Carol Jolly’s parents escaped the Holocaust in Germany; she is a first-generation American and the first woman in her family to be college educated.

When we visited her home in Chesterfield, it was the farthest our class had to drive.

Jolly is also a past president of Five College Learning in Retirement (our classes’ sponsor), and as we made our way to her home, we realized how much driving she’s done to attend countless meetings. Our hats are off to her for her dedication to the organization.

As we settled in for our repast, Jolly focused first on some of the symbolic foods of the Seder, the ritual feast connected to Passover, and usually celebrated in late March or April. The meal tells the story of the Exodus, the Israelite escape from Egyptian slavery, through both word and food.

She had prepared charoseth, a combination of dried fruits and nuts symbolizing the mortar which the Jews employed as forced builders for the Egyptians. Her Sephardic version was richer than most; someone remarked that previously she had disliked eating charoseth. Jolly laughed: “You’re not supposed to enjoy it — it’s mortar!”

Unleavened bread (matzoh), eaten during the Exodus when there was no time to let bread rise, traditionally had to be made in 18 minutes flat, Jolly said, to prevent the grain from rising. 

Other festive, but non-Passover foods included a circular challah, symbolizing the continuation of life. Challah, a rich, eggy bread, is usually shaped into a braid and served at the Sabbath meal. Jolly’s pièce de résistance was a golden noodle kugel, a pudding rich with raisins, butter, eggs, orange and sour cream.

As she remarked, “No one understands how Jews can live so long when they eat like this!”

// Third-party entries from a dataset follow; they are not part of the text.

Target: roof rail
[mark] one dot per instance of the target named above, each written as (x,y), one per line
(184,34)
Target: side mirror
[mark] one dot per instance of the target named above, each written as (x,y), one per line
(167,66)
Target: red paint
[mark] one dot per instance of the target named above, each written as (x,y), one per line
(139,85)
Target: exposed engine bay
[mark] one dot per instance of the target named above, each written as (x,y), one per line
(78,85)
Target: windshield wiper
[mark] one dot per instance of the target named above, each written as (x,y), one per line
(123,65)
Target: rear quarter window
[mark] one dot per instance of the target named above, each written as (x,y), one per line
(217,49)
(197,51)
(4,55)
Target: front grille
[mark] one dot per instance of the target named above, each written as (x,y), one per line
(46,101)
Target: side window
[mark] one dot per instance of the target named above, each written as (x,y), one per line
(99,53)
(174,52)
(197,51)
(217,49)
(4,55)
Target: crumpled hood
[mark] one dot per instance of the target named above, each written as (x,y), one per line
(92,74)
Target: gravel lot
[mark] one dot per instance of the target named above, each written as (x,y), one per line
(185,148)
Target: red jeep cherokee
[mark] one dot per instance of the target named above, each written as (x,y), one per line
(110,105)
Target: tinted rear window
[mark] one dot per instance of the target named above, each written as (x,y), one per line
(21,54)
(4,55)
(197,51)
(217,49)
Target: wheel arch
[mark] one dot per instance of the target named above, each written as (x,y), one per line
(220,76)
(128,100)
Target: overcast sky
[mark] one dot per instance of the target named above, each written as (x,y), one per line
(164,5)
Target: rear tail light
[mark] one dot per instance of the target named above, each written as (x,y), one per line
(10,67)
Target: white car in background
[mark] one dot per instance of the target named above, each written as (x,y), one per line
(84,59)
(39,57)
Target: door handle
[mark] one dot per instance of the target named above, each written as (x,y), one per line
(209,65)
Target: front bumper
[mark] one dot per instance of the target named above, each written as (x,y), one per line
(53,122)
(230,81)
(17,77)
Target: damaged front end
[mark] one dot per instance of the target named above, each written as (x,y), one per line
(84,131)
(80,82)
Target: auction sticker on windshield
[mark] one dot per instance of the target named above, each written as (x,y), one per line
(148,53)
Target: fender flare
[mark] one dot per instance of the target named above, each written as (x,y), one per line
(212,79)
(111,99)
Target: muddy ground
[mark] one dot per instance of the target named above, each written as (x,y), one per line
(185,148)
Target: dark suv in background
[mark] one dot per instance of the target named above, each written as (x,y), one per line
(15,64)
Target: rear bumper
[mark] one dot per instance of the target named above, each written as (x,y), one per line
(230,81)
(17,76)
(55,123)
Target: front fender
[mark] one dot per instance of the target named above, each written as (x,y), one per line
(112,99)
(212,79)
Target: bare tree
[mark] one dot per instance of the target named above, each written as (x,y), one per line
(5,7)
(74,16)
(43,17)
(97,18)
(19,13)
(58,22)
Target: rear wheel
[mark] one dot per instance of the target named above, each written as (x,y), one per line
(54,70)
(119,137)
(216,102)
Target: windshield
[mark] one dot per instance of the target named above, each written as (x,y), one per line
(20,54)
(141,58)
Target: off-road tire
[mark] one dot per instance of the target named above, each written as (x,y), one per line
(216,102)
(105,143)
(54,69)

Jews have suffered many difficult times in history, as this wry survival saying reflects: “They tried to kill us, we survived, let’s eat.”

SWEET NOODLE KUGEL

Makes 12 servings

Adapted by Carol Jolly, from a family friend and “The Jewish-American Kitchen” by Raymond Sokolov

1 cup raisins

1 orange, zest and juice

1 stick unsalted butter, cut into pieces, plus extra for the pan

16-ounce package broad egg noodles

6 large eggs

1 pint sour cream

12 ounces cottage cheese

1 cup sugar

1 teaspoon vanilla extract

1 teaspoon cinnamon

Preheat oven to 350 degrees. Butter a 9 x 13″ Pyrex dish and set aside.

Soak the raisins in the orange juice and set aside.

Prepare noodles according to package directions and rinse with cold water after draining.

With an electric mixer, whisk together the orange zest, butter, eggs, sour cream, cottage cheese, sugar, vanilla and cinnamon. Mix in the noodles and the raisins and orange juice.

Place in prepared dish and bake for 60 to 75 minutes. Start checking after an hour. When kugel is bubbly around the edges, well set and somewhat browned, remove and let rest for 15 minutes. 

Best served hot but can be served at room temperature.

Nina Scott is a retired UMass professor of Spanish. She has lived in Amherst since 1968. Katy van Geel is a retired librarian and CPA, and moved to Amherst in 2007.